Забыть ли мне эту прогулку?
Автомобиль летел легко, звезды неслись над ним по небу, мы сидели рядом, рука в руку, несколько откинувшись назад. Андрюша и Маркел, Георгиевский, звезды и луна, Москва, те улицы, по каким носились в молодости, все слилось теперь в одно, в то ощущение надземного и полуобморочного, когда переступаешь… Можно ли думать? Чем, о чем тут думать? Ты почти уже не человек. Ты помнишь сладостное ощущение прощанья и холодный, слабый бриз, ледком тянущий…

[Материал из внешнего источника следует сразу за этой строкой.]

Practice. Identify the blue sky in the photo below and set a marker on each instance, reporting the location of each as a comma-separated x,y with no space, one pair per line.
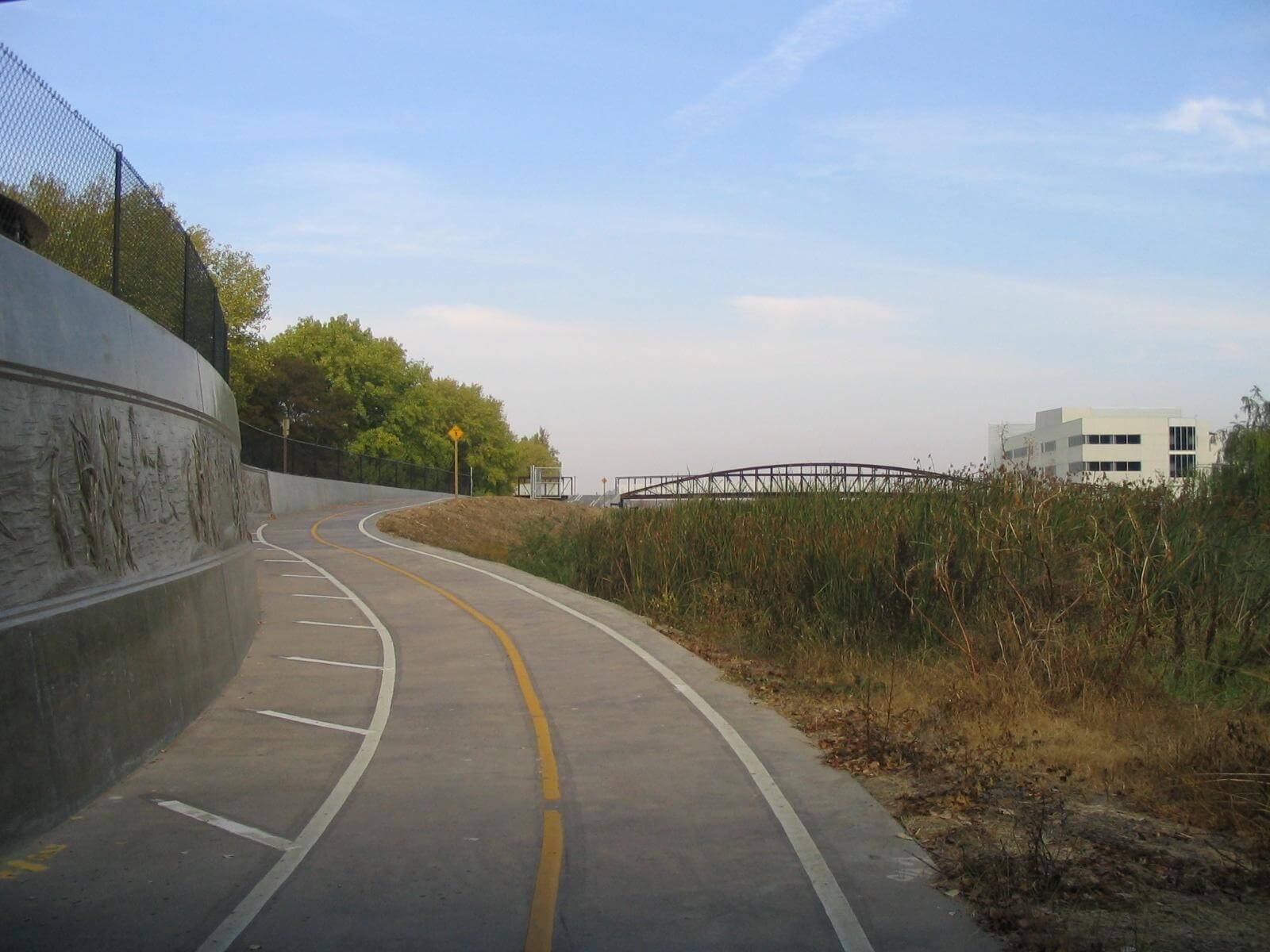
718,234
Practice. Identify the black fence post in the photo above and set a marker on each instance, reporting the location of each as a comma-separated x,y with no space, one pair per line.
184,300
116,239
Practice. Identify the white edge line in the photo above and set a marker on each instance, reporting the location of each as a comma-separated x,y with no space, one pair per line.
224,823
271,882
842,917
338,664
330,725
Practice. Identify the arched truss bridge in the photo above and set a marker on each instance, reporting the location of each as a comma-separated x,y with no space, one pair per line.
753,482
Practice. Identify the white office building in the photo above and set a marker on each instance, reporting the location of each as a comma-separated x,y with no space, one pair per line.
1118,446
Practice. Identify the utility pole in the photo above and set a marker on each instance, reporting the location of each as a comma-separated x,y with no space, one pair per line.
286,435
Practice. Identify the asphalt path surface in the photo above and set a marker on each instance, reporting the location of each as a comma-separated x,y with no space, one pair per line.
429,752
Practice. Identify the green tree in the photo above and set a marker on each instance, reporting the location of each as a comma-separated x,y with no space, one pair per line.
243,289
535,450
375,372
298,390
1245,470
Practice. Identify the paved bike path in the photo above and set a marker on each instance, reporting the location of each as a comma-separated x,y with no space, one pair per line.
667,839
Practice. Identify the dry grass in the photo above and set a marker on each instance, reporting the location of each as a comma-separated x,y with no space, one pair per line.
484,527
1077,800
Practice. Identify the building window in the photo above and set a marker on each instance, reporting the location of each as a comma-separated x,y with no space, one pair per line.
1106,466
1181,463
1111,438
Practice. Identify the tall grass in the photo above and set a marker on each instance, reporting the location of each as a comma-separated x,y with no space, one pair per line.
1070,585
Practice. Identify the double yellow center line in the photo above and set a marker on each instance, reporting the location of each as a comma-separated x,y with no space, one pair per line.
552,860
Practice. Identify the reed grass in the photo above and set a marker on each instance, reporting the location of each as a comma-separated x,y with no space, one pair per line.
1092,603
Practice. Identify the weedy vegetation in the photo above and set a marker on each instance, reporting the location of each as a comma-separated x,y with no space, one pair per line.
1062,691
1041,678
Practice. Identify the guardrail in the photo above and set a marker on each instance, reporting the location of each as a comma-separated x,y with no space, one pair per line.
548,488
67,194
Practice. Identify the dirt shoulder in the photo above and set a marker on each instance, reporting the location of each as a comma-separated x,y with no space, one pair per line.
1034,816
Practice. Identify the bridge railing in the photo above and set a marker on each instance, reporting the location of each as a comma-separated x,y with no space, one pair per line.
781,479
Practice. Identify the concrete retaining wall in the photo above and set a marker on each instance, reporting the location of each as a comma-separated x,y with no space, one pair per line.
127,592
296,494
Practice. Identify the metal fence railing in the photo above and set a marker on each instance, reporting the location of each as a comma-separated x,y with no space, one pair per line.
271,451
67,194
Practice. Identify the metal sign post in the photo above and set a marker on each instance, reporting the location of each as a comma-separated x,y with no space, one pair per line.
455,435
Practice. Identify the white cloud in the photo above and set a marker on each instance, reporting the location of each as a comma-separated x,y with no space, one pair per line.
817,33
818,311
1240,125
482,319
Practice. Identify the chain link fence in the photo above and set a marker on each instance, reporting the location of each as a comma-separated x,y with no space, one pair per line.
67,194
270,451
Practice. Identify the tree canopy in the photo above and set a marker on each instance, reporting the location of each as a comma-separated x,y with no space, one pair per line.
337,382
361,393
1245,470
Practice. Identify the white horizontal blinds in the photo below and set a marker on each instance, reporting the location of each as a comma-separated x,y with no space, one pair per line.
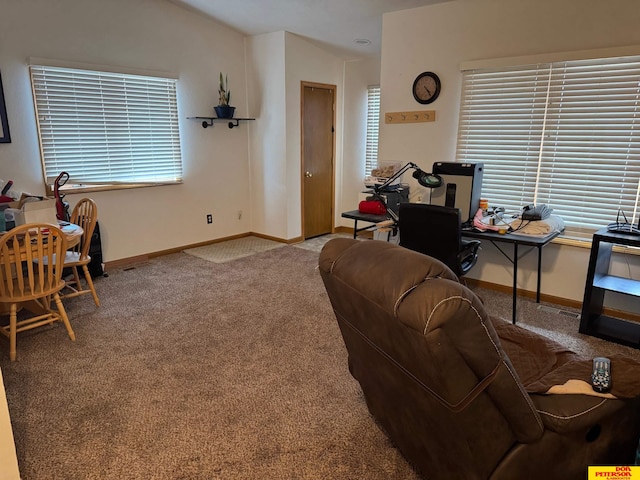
590,162
501,121
373,128
104,127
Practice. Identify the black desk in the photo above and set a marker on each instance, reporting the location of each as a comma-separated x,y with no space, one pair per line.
365,217
516,240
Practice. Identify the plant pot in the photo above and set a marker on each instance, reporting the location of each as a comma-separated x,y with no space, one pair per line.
224,111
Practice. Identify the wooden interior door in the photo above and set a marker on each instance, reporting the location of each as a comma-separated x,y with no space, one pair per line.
317,158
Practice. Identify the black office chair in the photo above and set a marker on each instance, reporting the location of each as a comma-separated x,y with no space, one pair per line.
437,231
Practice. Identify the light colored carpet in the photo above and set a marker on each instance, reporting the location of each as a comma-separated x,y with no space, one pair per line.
315,244
233,249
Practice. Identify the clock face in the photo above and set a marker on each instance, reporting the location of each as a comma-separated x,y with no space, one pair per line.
426,87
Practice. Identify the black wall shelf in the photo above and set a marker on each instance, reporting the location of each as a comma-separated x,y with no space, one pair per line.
210,121
599,281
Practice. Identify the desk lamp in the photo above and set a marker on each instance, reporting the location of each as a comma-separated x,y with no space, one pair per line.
428,180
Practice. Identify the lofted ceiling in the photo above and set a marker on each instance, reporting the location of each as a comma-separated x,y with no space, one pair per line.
340,26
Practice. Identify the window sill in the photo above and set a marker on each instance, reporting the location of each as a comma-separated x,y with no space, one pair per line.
584,243
83,188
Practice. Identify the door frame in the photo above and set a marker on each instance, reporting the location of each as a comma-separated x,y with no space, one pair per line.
333,89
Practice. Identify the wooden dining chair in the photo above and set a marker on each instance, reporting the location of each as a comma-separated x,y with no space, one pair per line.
28,283
85,214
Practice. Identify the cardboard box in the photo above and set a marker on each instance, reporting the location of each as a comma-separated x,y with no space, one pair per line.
42,211
29,211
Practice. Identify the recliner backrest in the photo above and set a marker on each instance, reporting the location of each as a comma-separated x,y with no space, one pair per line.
427,357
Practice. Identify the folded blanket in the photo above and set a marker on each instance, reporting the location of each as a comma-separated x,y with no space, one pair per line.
549,225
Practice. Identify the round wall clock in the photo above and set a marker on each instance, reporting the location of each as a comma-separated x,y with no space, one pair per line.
426,87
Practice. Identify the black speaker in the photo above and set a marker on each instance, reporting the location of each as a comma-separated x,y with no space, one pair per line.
95,252
461,187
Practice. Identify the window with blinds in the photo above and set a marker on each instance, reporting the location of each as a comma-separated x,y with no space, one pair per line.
106,128
373,128
565,134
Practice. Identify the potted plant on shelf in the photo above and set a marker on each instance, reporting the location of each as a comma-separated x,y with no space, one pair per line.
224,110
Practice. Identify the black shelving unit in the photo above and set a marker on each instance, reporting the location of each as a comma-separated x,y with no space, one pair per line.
210,121
593,321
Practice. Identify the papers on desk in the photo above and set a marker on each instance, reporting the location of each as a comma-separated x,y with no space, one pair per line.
499,223
551,224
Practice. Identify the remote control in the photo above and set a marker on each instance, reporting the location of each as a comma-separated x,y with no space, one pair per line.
601,376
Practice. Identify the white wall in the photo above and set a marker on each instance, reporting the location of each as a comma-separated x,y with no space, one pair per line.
267,143
439,38
145,34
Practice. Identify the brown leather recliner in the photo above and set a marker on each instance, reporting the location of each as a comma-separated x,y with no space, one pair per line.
459,393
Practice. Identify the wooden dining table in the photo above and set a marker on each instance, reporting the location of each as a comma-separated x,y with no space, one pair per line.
73,234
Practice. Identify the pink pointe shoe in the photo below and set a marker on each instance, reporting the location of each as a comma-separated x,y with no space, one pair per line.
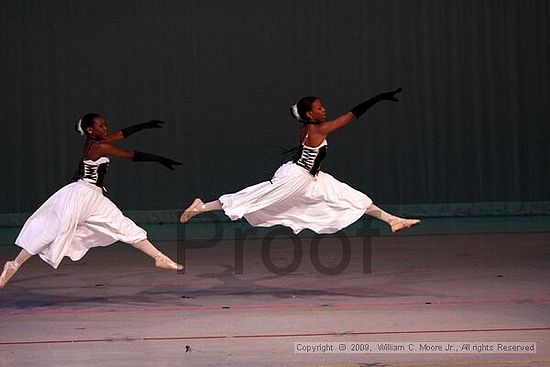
10,268
403,224
164,262
191,211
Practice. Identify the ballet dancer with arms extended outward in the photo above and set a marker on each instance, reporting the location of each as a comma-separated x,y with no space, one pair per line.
79,216
300,195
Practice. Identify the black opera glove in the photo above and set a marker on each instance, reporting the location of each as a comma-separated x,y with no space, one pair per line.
153,124
148,157
360,109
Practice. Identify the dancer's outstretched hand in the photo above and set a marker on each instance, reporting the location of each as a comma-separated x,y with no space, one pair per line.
153,124
168,163
390,96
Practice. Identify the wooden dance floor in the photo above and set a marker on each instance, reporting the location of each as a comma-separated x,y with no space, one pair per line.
257,302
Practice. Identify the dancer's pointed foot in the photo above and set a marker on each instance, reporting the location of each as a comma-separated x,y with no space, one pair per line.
164,262
10,268
191,211
403,224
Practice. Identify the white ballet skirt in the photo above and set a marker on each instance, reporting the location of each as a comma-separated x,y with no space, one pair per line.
297,199
74,219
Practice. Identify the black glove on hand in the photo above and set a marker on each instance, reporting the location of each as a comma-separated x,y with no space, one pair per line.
360,109
148,157
127,131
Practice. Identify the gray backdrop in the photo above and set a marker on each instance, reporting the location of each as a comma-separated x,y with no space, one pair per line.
471,126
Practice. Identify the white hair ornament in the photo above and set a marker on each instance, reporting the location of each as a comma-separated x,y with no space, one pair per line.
79,127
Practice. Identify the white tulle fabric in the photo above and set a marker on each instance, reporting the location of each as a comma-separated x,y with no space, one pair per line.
296,199
74,219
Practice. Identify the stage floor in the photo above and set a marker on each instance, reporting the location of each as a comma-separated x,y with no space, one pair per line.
248,304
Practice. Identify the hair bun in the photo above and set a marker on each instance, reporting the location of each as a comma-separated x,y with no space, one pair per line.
294,112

Быстро мы катили! Так казалось? Временами все-таки желанье: встретить своего, знакомого, махнуть. Но Москва уходила. Поздно. Спят намученные. Кто махнет прощально?
На площади Георгий Александрович снял кольцо и положил в рот, за щеку. А чрез минуту, как к подъезду оперы, подкатили мы к ярко светившимся дверям.
– Прощайте, друг Сенека.
Он поцеловал мне руку. Я его перекрестила.
XVIСтранное, но не самое страшное время мое – сиденье. В большой комнате с нарами, спящими женщинами, электричеством белым, первое, что ощутила: отдых. То, чем жила и волновалась – вдруг захлопнулось. Ничего нет. «Контора Аванесова», прежде стучали тут на машинках, а теперь мы лежим, по деревянным скамьям: и учительницы, проститутки и спекулянтки, просто бабы и дамы («шпионство для иностранцев») – все, проигравшие свои жизни. Разные разно себя ведут. Нюхают кокаин, рыдают, другие молятся, третьи бранятся. Каждый день привозят новых. По ночам уводят нам знакомых. Ночью стучат, громыхают моторы грузовиков. Фабрика в действии. Смерть – так домашня… Удивляться? Но чему? Все ясно.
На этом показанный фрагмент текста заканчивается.